A: It’s a really simple piece of advice, and it was actually given to me by my comedy mentor who passed away in 2008, Mike Irwin — he had been a stand-up for, I want to say since the late ’70s, early ’80s. He had performed at more than 300 comedy clubs across the country, and appeared on the A&E show “An Evening at the Improv,” which was a huge show for comedians in the ’80s to be on. . . . And so he gave me a very common sense piece of advice that is true: that there are no shortcuts in comedy, and you have to write every day and get onstage every night, if possible.

And it sounds like a very simple piece of advice, but it can be hard to do. And I think what I’ve learned in my 11 years in the business is that you cannot get complacent — you have to keep pushing yourself to keep writing and performing and trying new stuff.

Q: Describe working on “The Glenn Slingerland Situation.” How has the show affected your performances and your audiences?

A: First of all, I love being on the show; it’s unlike any other late night TV talk show on air. It truly is unique, and I had always wanted to be known as a truly unique comedian, so a chance to be on a show that embraces uniqueness is very cool for me.

I think it broadened my audience. . . . I’ve had people come up to me — “Hey, aren’t you on ‘The Situation?’ ” Which is very cool; it’s not like we’re living in Hollywood, so in the Capital Region when that happens, it’s very cool. . . .

It keeps me writing all the time, and it keeps me writing very concisely — the segment I do is only between 30 and 60 seconds, and it’s a little bit different than just straight stand-up jokes because I’m not performing in front of audiences; I’m giving commentary about something that’s happened to me personally, or comedic commentary that’s just a little bit different from just stand-up in front of an audience. . . . Sometimes some of the stuff I do on ‘The Situation’ makes it into my act, but not all of it does.

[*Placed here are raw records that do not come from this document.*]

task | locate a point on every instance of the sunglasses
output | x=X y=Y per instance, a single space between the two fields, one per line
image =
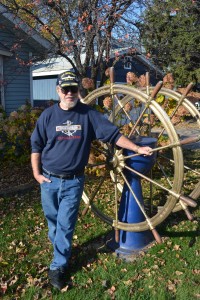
x=73 y=89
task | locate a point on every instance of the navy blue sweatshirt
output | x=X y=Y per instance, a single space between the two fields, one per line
x=63 y=137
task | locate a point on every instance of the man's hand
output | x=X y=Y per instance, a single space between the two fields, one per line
x=40 y=178
x=144 y=150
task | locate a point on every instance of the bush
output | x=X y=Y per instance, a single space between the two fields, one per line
x=15 y=132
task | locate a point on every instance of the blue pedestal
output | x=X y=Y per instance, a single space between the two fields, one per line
x=129 y=211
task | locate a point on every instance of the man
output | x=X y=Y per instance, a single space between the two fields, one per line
x=60 y=150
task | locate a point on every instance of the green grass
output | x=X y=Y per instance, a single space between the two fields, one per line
x=166 y=271
x=170 y=270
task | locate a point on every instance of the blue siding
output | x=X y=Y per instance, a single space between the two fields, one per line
x=17 y=90
x=44 y=89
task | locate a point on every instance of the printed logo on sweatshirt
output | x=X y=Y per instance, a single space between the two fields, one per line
x=68 y=128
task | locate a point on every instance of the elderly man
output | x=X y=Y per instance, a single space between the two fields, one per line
x=60 y=150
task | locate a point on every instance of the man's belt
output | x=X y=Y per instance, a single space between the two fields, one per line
x=64 y=176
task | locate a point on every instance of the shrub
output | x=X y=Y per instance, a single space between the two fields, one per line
x=15 y=132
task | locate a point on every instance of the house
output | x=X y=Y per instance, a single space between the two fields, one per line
x=46 y=73
x=19 y=46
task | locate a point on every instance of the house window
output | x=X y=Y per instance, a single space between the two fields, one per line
x=128 y=62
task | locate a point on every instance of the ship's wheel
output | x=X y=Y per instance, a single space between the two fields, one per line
x=137 y=114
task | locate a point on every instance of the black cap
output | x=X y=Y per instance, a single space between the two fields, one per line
x=67 y=78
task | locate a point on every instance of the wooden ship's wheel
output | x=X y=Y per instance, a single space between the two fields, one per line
x=137 y=114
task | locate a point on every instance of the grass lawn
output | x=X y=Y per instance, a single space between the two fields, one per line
x=170 y=270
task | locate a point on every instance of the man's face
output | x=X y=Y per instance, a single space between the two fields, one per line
x=68 y=96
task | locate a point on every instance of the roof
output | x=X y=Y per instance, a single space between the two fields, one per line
x=53 y=66
x=58 y=65
x=4 y=50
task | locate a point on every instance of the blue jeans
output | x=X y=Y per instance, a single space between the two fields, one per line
x=60 y=202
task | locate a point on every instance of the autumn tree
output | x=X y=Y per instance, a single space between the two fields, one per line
x=170 y=32
x=81 y=31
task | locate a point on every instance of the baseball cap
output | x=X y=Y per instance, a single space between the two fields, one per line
x=67 y=78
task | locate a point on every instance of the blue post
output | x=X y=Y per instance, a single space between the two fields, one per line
x=129 y=211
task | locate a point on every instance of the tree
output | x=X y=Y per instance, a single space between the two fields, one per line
x=170 y=32
x=80 y=27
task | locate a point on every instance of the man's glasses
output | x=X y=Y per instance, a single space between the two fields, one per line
x=73 y=89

Q: In the 11 years you’ve been in stand-up, how has the comedy scene in the Capital Region evolved?

A: The comedy scene in general — remove Capital Region from that question for a moment. First of all, it’s harder than ever to get bookings in comedy clubs without having TV or movie credits. There’s really no middle class in comedy; you’re either working the corporate, A-comedy club rooms, or you’re working a lot of one-nighters, maybe some clubs with maybe lower budgets for acts and things like that. . . .

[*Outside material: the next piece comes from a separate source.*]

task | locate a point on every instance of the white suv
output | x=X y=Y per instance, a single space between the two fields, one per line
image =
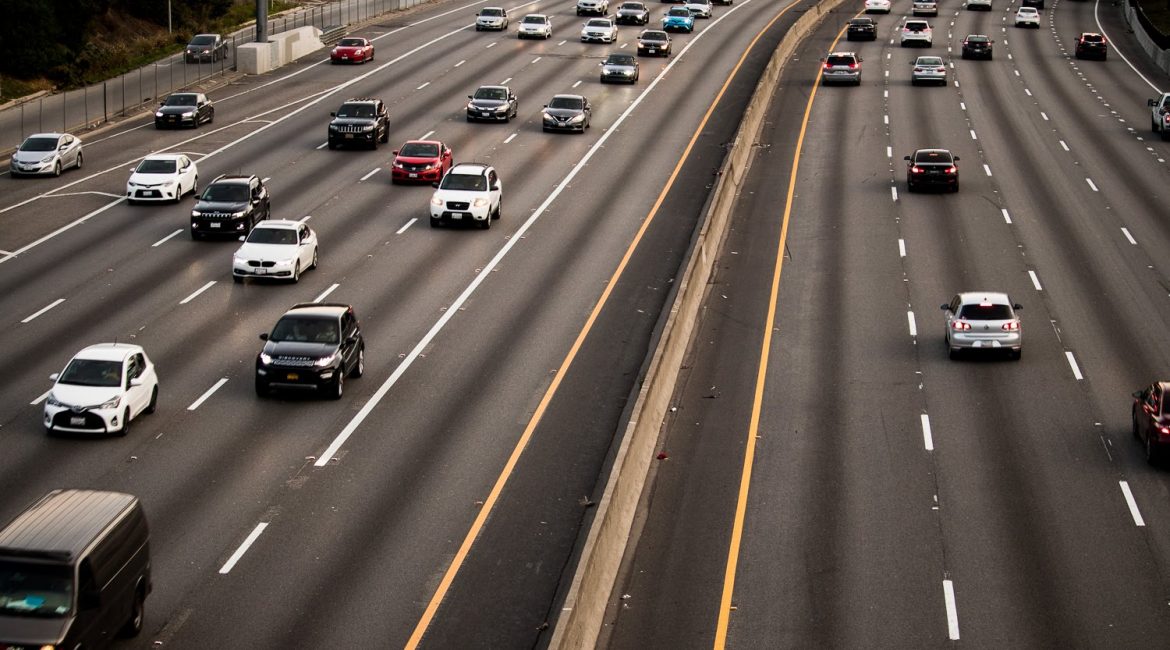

What has happened to the comedy scene in general is that more and more comedians, including me, are producing shows more than ever in order to keep steadily working — you really have to adopt that punk rock attitude, that do-it-yourself attitude. And we now have a set of tools where show productions are easier. The Internet has been around since, what, ’95 or ’96, so it’s easier now to produce shows as comics, find venues, sell tickets online, promote online, generate a fan base online.

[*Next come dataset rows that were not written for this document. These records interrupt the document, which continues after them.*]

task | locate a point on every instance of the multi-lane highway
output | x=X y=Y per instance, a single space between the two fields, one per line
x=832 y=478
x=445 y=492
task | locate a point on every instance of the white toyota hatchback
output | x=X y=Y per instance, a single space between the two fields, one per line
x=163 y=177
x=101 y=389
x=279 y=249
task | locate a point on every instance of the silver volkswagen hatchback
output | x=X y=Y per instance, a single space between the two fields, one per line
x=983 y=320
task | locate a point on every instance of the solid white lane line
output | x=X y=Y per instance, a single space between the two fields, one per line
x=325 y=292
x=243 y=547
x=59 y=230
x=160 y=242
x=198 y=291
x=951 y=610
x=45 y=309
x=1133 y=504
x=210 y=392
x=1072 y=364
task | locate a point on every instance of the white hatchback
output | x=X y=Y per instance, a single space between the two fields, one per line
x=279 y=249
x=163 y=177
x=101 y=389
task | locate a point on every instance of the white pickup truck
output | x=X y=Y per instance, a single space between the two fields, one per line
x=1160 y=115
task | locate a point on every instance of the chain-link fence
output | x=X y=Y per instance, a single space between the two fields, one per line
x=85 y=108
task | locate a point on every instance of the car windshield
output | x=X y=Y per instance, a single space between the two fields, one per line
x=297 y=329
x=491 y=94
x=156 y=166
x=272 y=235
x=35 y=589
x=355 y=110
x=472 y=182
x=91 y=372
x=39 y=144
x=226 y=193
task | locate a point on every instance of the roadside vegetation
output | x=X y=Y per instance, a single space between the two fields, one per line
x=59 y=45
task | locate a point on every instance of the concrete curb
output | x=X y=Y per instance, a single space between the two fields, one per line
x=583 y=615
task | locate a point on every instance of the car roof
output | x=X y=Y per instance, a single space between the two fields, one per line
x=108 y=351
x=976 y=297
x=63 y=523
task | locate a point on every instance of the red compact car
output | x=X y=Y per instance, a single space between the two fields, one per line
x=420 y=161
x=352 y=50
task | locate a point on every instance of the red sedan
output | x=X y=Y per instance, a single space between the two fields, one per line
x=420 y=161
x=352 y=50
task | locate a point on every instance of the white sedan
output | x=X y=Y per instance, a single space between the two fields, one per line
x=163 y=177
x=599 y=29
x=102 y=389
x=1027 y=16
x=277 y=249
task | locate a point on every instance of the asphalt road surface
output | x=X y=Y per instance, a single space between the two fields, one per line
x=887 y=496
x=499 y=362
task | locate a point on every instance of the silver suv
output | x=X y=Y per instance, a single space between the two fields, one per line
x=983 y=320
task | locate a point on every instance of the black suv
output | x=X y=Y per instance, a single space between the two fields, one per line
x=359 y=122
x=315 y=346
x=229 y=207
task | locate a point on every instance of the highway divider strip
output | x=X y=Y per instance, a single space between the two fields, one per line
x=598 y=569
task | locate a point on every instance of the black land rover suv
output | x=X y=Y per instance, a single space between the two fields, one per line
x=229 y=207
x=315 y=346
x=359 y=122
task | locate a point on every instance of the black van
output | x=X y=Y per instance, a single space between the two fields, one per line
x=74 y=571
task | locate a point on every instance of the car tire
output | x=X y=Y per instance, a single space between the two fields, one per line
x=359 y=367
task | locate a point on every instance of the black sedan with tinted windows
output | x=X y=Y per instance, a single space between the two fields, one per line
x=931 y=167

In the Capital Region, when I started in 2002 — geez, I don’t remember really more than a dozen or so, a dozen to maybe 15 people that I know that had started around the time I started, going to open mics and steadily working at the craft. There seems to be a greater number of comics in the region now, come about the last five years or so, and I’m not sure why that is — whether more people are just pursuing it, or it’s just the normal cycle of a performing art.